Respawn Entertainment’s battle royale shooter Apex Legends has proven to be successful, with over 100 million unique players, and counted over 300,000 people playing on Steam on just one occasion in May. But a problem bubbling over from its earlier Titanfall games is now having an impression on Apex, as reports across social media show players running into messages from people hacking the sport with a “Save Titanfall” message.
Respawn acknowledged the problems on Twitter, saying “We are conscious of and actively investigating issues impacting @PlayApex playlists that are preventing players from stepping into matches.” during a follow-up tweet at 7 PM, the developer said these attacks don’t put the private information of players in danger, which the team is testing a fix. As of 10:15 PM, the developer appeared confident that problems for Apex Legends are resolved the difficulty went on for hours, and when players were affected, they couldn’t queue for brand spanking new games. All of this happened at an equivalent time that Apex is hosting special event drawing players back to the first versions of its first two maps (including divisive areas like Skulltown, pictured above).

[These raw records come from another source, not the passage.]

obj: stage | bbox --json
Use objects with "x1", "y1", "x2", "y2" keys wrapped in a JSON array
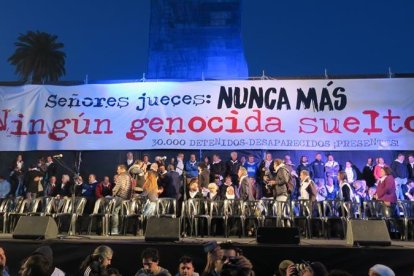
[{"x1": 0, "y1": 234, "x2": 414, "y2": 276}]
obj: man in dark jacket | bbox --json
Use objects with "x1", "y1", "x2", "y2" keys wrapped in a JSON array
[
  {"x1": 268, "y1": 159, "x2": 291, "y2": 201},
  {"x1": 24, "y1": 164, "x2": 43, "y2": 199},
  {"x1": 391, "y1": 153, "x2": 408, "y2": 200},
  {"x1": 310, "y1": 153, "x2": 325, "y2": 185},
  {"x1": 158, "y1": 164, "x2": 177, "y2": 198},
  {"x1": 210, "y1": 154, "x2": 226, "y2": 182},
  {"x1": 226, "y1": 151, "x2": 241, "y2": 189}
]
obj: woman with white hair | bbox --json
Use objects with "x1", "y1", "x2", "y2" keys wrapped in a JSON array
[{"x1": 206, "y1": 183, "x2": 220, "y2": 200}]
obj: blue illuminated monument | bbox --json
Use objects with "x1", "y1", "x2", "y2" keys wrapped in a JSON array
[{"x1": 147, "y1": 0, "x2": 248, "y2": 80}]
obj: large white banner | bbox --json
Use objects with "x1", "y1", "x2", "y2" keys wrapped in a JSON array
[{"x1": 0, "y1": 79, "x2": 414, "y2": 151}]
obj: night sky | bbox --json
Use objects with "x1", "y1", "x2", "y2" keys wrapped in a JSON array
[{"x1": 0, "y1": 0, "x2": 414, "y2": 81}]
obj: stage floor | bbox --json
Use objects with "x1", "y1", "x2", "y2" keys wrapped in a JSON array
[{"x1": 0, "y1": 234, "x2": 414, "y2": 276}]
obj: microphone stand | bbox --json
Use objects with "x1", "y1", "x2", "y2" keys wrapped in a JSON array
[
  {"x1": 52, "y1": 156, "x2": 80, "y2": 236},
  {"x1": 182, "y1": 170, "x2": 187, "y2": 237}
]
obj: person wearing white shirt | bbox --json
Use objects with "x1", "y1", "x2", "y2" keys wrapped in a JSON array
[{"x1": 0, "y1": 175, "x2": 10, "y2": 199}]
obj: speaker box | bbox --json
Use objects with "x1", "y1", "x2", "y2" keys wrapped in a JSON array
[
  {"x1": 145, "y1": 217, "x2": 180, "y2": 241},
  {"x1": 346, "y1": 220, "x2": 391, "y2": 246},
  {"x1": 13, "y1": 216, "x2": 58, "y2": 240},
  {"x1": 256, "y1": 227, "x2": 300, "y2": 244}
]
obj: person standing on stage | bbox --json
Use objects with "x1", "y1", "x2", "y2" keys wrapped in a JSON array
[
  {"x1": 0, "y1": 175, "x2": 10, "y2": 199},
  {"x1": 226, "y1": 151, "x2": 241, "y2": 189},
  {"x1": 111, "y1": 164, "x2": 131, "y2": 235},
  {"x1": 238, "y1": 167, "x2": 255, "y2": 200},
  {"x1": 374, "y1": 157, "x2": 388, "y2": 183},
  {"x1": 24, "y1": 164, "x2": 43, "y2": 200},
  {"x1": 268, "y1": 159, "x2": 291, "y2": 201},
  {"x1": 325, "y1": 154, "x2": 339, "y2": 187},
  {"x1": 407, "y1": 154, "x2": 414, "y2": 179},
  {"x1": 10, "y1": 154, "x2": 25, "y2": 196},
  {"x1": 158, "y1": 164, "x2": 177, "y2": 198},
  {"x1": 362, "y1": 157, "x2": 375, "y2": 187},
  {"x1": 391, "y1": 153, "x2": 408, "y2": 200},
  {"x1": 58, "y1": 174, "x2": 73, "y2": 197},
  {"x1": 338, "y1": 171, "x2": 354, "y2": 201},
  {"x1": 296, "y1": 156, "x2": 312, "y2": 177},
  {"x1": 45, "y1": 176, "x2": 59, "y2": 197},
  {"x1": 184, "y1": 154, "x2": 198, "y2": 183},
  {"x1": 174, "y1": 152, "x2": 184, "y2": 177},
  {"x1": 167, "y1": 164, "x2": 183, "y2": 200},
  {"x1": 374, "y1": 167, "x2": 397, "y2": 209},
  {"x1": 197, "y1": 163, "x2": 210, "y2": 191},
  {"x1": 0, "y1": 247, "x2": 9, "y2": 276},
  {"x1": 310, "y1": 153, "x2": 325, "y2": 186},
  {"x1": 95, "y1": 176, "x2": 112, "y2": 199},
  {"x1": 210, "y1": 154, "x2": 226, "y2": 182},
  {"x1": 124, "y1": 152, "x2": 134, "y2": 171}
]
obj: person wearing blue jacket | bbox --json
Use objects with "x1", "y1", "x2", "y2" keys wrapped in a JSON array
[{"x1": 184, "y1": 154, "x2": 198, "y2": 181}]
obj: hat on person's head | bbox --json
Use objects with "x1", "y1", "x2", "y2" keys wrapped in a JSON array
[
  {"x1": 369, "y1": 264, "x2": 395, "y2": 276},
  {"x1": 32, "y1": 245, "x2": 53, "y2": 265}
]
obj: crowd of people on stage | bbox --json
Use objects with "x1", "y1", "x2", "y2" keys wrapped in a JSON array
[
  {"x1": 0, "y1": 152, "x2": 414, "y2": 203},
  {"x1": 0, "y1": 151, "x2": 414, "y2": 234},
  {"x1": 0, "y1": 241, "x2": 402, "y2": 276}
]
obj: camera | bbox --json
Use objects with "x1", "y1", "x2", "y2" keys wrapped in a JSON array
[{"x1": 291, "y1": 263, "x2": 307, "y2": 276}]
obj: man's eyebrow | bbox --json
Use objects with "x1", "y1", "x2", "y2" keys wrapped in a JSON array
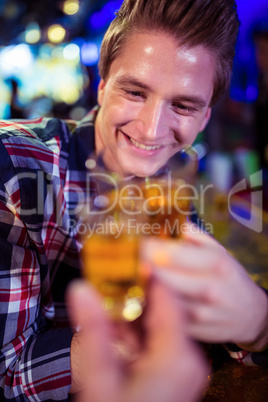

As PC Gamer and Kotaku report, the messages are appearing for players on PC, Xbox One and PS4. I joined a game on PC and when the match was over, I used to be greeted with the subsequent message pointing to a “Save Titanfall” website. After Respawn indicated the issues were over, I managed to play a couple of matches with no odd messages or matchmaking problems beyond the standard ones, like not getting paired with enough/any teammates. It appears that whoever is behind this attack is doing it due to similar issues that have affected the Titanfall games going back years. a drag attributed to one person kicked players out of Titanfall 1 sessions on PC and inundated them with racist messages, making the multiplayer-only title largely unplayable, in a problem dating back to 2019.
In recent months Respawn has tweeted that “help is coming ASAP” and “the team is investigating” problems like DDOS attacks on the Titanfall series, but the problems continue. With hacking becoming a game-stopping problem for a franchise that EA is relying on to supply over $750 million in net bookings during its 2022 fiscal year, solutions can’t wait for much longer.